Thailand - Mining
Thailand ranked second in tungsten and third in tin production in 2002, and ranked fifth in feldspar and eighth in gypsum in 2001. The country also had considerable resources of diatomite, dolomite, limestone, potash, rock salt, and a wide variety of other industrial minerals. In 2000, Thailand produced 50 mineral products and had 730 operating mines, of which 34% were limestone quarries; 652 of the sites were industrial mineral mines, 55 were metal mines, and 23 were coal mines. The mining industry employed 19,619, 24% of whom worked in limestone quarrying. Other important minerals were barite, natural gas, gemstones, lead, crude petroleum, silica, and zinc. Most mineral production was for domestic consumption, except for gypsum, and tin and its byproducts (ilmenite, monazite, struverite, tantalum, and zircon), 70% of which were exported. Thailand was a net importer of minerals, mainly because of its large import bills for coal, crude petroleum, iron and steel, primary aluminum, refined copper, gold, refined lead, and silver. Thailand's resources of most metallic minerals and fuel minerals were small. The mining and quarrying sector, which accounted for 2% of GDP in 2000, grew by 7.5% in 2000 and 9.1% in 1999, mainly as a result of a substantial increase in the production of crude petroleum and natural gas. Cement production was a leading industry in 2002.
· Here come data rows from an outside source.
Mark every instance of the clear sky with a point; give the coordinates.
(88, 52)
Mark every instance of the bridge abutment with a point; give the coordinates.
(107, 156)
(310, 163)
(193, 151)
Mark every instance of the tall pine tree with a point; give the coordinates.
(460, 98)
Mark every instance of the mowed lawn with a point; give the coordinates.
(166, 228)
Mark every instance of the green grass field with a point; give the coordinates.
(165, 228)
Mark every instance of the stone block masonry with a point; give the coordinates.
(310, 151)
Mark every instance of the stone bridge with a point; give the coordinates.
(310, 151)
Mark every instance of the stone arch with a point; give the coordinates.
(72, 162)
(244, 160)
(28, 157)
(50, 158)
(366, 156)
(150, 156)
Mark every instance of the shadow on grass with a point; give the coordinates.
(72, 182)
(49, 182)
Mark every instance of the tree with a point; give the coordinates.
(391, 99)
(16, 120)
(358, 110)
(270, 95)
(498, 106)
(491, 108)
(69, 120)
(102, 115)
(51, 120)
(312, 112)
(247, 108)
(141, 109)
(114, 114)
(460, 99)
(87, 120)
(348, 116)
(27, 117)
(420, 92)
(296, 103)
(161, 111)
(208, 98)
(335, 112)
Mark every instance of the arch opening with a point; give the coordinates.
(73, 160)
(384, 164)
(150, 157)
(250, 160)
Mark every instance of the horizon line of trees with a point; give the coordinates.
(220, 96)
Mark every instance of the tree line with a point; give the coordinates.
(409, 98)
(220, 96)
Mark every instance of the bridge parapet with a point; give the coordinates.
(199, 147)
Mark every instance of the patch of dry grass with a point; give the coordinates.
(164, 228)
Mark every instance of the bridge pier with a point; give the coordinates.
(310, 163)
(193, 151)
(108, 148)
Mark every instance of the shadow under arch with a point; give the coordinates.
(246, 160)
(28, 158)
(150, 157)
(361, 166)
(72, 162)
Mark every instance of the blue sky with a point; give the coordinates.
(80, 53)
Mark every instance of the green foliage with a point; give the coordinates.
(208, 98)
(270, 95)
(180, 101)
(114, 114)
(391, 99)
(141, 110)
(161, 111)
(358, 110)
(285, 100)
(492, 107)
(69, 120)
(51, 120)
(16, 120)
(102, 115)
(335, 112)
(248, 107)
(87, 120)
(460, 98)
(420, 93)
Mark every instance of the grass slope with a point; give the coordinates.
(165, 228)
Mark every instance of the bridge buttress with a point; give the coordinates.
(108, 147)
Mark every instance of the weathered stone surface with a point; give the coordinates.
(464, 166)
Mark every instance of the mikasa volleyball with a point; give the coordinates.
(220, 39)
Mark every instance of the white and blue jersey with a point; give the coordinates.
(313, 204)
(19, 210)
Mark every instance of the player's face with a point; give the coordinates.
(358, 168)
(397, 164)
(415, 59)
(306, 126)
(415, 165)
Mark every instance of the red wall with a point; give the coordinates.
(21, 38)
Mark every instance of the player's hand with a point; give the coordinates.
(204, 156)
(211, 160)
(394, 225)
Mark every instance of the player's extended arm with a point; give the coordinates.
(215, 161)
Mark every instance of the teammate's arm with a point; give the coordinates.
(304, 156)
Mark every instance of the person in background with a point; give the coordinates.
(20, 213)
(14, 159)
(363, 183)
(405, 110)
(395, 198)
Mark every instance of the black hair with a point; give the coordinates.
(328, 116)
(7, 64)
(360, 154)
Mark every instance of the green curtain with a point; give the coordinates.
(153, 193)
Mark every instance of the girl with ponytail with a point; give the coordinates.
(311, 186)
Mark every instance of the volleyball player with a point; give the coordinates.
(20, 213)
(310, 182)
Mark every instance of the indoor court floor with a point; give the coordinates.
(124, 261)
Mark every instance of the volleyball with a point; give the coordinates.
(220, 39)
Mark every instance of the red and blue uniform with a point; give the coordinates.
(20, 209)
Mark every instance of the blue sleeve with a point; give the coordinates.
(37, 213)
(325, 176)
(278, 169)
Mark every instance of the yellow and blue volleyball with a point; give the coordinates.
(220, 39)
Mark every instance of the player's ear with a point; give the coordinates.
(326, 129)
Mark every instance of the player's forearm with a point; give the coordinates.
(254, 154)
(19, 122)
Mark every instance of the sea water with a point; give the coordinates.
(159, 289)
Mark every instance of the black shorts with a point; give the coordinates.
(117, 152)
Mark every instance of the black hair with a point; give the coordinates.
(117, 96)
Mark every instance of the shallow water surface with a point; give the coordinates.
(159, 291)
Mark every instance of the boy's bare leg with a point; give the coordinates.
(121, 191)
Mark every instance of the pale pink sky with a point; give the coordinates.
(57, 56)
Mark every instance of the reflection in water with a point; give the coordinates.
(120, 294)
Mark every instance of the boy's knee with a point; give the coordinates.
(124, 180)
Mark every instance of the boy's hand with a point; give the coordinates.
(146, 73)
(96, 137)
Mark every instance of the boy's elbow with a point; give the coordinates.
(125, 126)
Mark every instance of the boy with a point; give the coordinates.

Tin ore production in 2000 totaled 1,930 tons (metal content), most of it exported; tin was mined mainly on the southern peninsula—52% was produced from offshore dredging. Tin production has been steadily declining in the face of falling world prices and output curbs. Tungsten output (metal content) was 30 tons. Other metal minerals exploited on a small scale included antimony, cadmium, iron ore, lead, manganese, tantalum, zinc, and zirconium. Exports of 155 tons of tantalum metal powder earned $42 million in 2000. Iron ore production dropped to 50 tons (metal content), from 61,000 tons in 1999, because iron ore mining operations stopped in the provinces of Nakhon Si Thammarat, Phetchabun, and Prachuap Khiri Khan. No gold or silver was produced in 1997–2000, nor monazite rare earths in 1998–2000. Development of Akara Mining's open-pit operation began in 2000 on the Chatree gold project (eastern edge of Chao Phraya Basin), and the 1.5 million ton per year operation was expected to produce 4,449 kg per year during its first three years, beginning in 2001. Total measured, indicated, and inferred resources for Akara Mining's area of exploration were 14.5 million tons (2.6 grams per ton of gold and 12 grams per ton of silver), of which proven and probable reserves were 8.2 million tons (3.1 grams per ton of gold and 14 grams per ton of silver).
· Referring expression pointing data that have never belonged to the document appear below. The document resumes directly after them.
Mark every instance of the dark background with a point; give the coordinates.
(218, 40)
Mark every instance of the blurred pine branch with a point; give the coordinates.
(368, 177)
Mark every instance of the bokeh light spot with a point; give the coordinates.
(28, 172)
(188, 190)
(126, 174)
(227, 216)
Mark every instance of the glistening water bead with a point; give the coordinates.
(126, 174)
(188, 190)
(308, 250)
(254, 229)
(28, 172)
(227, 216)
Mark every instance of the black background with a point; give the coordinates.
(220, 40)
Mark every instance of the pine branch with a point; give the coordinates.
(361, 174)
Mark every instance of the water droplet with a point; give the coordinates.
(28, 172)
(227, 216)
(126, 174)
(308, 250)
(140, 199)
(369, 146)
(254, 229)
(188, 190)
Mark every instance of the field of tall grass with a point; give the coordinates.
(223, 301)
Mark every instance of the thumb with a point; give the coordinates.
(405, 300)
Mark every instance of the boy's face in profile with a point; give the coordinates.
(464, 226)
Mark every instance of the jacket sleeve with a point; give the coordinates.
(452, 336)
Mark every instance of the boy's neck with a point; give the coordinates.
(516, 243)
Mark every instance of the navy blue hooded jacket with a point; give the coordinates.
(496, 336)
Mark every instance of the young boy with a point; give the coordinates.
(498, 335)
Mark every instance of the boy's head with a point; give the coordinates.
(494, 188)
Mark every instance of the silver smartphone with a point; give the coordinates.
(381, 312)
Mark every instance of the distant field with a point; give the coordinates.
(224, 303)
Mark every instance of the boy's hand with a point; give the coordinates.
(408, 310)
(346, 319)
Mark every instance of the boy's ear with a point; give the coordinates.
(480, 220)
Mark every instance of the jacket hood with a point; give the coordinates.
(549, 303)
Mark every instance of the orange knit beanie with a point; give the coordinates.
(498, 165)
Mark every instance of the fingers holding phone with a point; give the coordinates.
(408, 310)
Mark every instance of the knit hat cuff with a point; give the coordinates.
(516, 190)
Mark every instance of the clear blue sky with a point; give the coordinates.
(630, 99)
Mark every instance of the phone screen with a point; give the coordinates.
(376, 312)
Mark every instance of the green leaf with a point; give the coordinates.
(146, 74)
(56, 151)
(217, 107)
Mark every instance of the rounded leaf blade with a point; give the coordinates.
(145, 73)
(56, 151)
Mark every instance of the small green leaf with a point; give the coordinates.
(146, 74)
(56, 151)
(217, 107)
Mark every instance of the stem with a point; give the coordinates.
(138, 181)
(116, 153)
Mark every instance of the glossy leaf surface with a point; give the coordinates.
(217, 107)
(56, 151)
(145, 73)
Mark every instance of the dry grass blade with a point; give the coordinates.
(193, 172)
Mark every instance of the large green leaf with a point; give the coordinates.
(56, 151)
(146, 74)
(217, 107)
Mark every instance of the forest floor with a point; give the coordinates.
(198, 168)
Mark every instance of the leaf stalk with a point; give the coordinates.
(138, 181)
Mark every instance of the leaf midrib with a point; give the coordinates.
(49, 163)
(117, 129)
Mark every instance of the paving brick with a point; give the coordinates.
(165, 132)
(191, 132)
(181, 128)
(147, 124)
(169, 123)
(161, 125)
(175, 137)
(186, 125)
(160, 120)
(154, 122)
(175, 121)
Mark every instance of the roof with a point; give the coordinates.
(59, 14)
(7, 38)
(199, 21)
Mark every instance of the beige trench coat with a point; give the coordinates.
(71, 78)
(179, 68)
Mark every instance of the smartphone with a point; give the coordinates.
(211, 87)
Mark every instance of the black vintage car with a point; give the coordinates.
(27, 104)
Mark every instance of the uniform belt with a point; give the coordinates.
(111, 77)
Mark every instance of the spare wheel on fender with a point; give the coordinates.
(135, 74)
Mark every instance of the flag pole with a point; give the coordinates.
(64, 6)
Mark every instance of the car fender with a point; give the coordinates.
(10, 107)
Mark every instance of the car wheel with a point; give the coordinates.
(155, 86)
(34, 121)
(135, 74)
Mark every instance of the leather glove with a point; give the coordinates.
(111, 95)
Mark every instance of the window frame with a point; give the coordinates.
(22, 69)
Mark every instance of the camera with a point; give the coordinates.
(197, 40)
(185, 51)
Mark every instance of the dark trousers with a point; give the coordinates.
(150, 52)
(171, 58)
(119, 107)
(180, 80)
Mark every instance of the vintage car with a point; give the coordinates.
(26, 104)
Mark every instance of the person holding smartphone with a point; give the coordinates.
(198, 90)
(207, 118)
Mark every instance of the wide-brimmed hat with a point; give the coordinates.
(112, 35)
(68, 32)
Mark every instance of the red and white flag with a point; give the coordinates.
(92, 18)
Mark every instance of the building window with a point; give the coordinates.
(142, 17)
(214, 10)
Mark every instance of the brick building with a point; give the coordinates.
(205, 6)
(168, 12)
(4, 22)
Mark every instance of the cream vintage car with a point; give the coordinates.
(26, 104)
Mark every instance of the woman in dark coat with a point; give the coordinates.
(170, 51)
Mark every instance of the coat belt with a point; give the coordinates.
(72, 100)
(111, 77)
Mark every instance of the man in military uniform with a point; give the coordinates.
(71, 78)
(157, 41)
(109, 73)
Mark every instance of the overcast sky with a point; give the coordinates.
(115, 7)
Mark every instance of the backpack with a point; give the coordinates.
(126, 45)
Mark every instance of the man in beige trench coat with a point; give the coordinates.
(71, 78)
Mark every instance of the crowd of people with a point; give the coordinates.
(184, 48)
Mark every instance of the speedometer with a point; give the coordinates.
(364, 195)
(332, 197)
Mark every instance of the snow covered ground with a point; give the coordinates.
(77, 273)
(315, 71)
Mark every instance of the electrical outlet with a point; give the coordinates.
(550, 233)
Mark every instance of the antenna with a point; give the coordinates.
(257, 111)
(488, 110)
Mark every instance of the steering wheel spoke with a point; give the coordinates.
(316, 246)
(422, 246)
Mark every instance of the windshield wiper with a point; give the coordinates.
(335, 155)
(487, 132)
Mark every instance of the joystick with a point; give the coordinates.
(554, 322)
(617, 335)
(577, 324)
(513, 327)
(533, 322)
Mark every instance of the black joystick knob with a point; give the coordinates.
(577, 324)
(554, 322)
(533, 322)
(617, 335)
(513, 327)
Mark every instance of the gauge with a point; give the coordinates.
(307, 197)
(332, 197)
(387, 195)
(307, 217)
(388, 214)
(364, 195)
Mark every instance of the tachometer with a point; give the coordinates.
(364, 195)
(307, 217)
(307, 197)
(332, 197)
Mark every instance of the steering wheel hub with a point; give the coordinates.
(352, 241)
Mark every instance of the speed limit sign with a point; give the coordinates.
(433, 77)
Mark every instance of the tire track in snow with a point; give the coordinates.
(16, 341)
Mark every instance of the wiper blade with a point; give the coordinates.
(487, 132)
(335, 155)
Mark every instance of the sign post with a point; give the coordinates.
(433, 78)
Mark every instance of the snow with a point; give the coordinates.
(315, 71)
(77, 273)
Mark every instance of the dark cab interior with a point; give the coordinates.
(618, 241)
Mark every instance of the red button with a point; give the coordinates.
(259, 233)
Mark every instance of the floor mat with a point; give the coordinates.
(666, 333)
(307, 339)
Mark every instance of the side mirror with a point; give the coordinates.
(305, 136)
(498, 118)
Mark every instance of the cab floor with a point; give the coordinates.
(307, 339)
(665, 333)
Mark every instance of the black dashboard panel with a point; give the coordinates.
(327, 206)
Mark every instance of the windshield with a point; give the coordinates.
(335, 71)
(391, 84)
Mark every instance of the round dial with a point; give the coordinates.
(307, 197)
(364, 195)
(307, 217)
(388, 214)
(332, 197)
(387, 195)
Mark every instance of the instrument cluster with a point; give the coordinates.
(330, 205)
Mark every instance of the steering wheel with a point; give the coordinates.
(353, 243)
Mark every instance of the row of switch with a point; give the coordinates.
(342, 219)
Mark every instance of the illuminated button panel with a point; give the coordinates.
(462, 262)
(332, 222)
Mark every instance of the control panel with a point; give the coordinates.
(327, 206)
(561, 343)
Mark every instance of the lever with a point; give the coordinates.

Among industrial minerals, feldspar output was 542,991 tons, down from 684,983 in 1996; gypsum production was 5.83 million tons, down from 8.56 million tons in 1997—72% of gypsum came from Nakhon Si Thammarat and Surat Thani, and 4.2 million tons were exported, earning $46 million. Hydraulic cement production was 25.5 million tons, down from 37.1 million tons in 1997. Thailand also produced barite, ball clay, kaolin clay, diatomite, metallurgical-grade fluorspar, gemstones (rubies, sapphires, topaz, and zircon), phosphate rock, salt, silica sand (glass), stone (calcite, dolomite, limestone, marble, marl, quartz, and shale), and talc and pyrophyllite. In addition, resources of bentonite and copper have been identified; bentonite has been mined. Exploration in the past five years has focused on copper, gold, and potash. Thailand could soon become an important producer of potash in Asia and the Pacific region—the Somboon deposit was estimated to contain more than 300 million tons of sylvinite ore, with prospects for a 2 million ton per year potash mine, and the Udon deposit was estimated to contain more resources than the Somboon deposit. One copper deposit, at the Puthep project, near Loei, had ore reserves of 42 million tons of heap-leachable ore at a grade of 0.52% copper.
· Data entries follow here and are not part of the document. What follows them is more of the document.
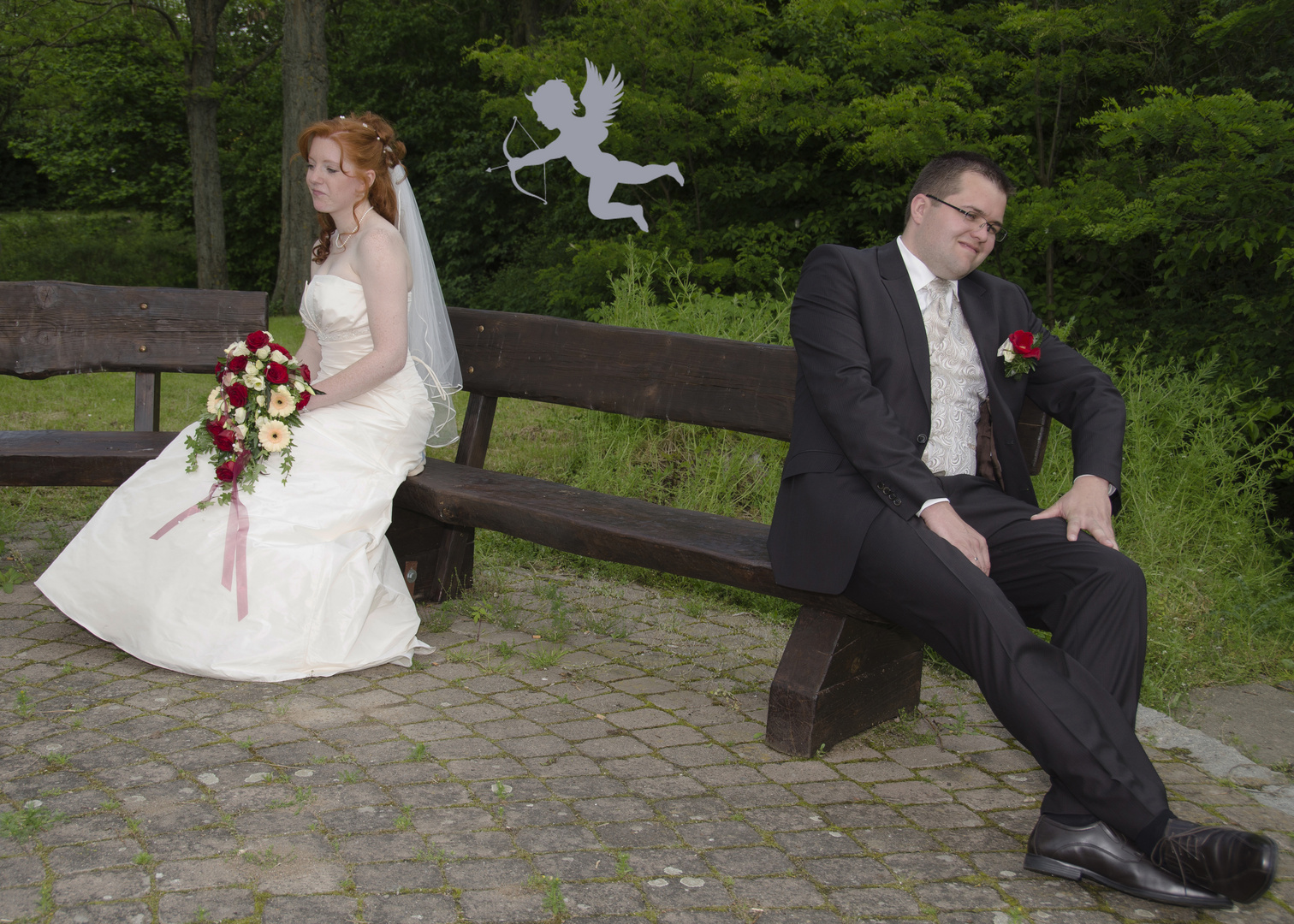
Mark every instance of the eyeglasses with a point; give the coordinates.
(998, 232)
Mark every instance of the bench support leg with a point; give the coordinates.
(838, 677)
(148, 401)
(444, 555)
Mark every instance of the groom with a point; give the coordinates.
(905, 491)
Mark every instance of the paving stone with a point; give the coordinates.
(310, 909)
(875, 903)
(959, 896)
(503, 908)
(209, 905)
(408, 909)
(776, 893)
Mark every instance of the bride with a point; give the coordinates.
(325, 592)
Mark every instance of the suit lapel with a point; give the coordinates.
(899, 287)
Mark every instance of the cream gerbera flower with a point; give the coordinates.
(281, 403)
(275, 435)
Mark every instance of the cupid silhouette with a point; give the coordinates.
(580, 139)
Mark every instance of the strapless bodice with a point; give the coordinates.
(335, 310)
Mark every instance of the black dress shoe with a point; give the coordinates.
(1238, 863)
(1099, 853)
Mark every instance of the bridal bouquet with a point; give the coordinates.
(252, 413)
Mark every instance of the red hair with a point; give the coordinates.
(368, 143)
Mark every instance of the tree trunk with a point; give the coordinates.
(305, 101)
(209, 210)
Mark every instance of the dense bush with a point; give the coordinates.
(105, 249)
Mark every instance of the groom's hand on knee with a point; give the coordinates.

The government's underlying policy has been to conserve the country's mineral resources and to shift the emphasis to exploration, development, and exploitation of minerals consumed domestically, such as ball clay, feldspar, gypsum, kaolin, silica sand, limestone, lignite, phosphate, potash, rock salt, and zinc, and away from minerals that were predominantly exported, such as antimony, barite, fluorite, tantalum-columbium, tin, and tungsten. Thailand's mining industry consisted of a small mining and mineral-processing sector of ferrous and nonferrous metals and a large mining and mineral-processing sector of industrial minerals. All mining and mineral-processing businesses except coal, natural gas, and crude petroleum were owned and operated by private companies.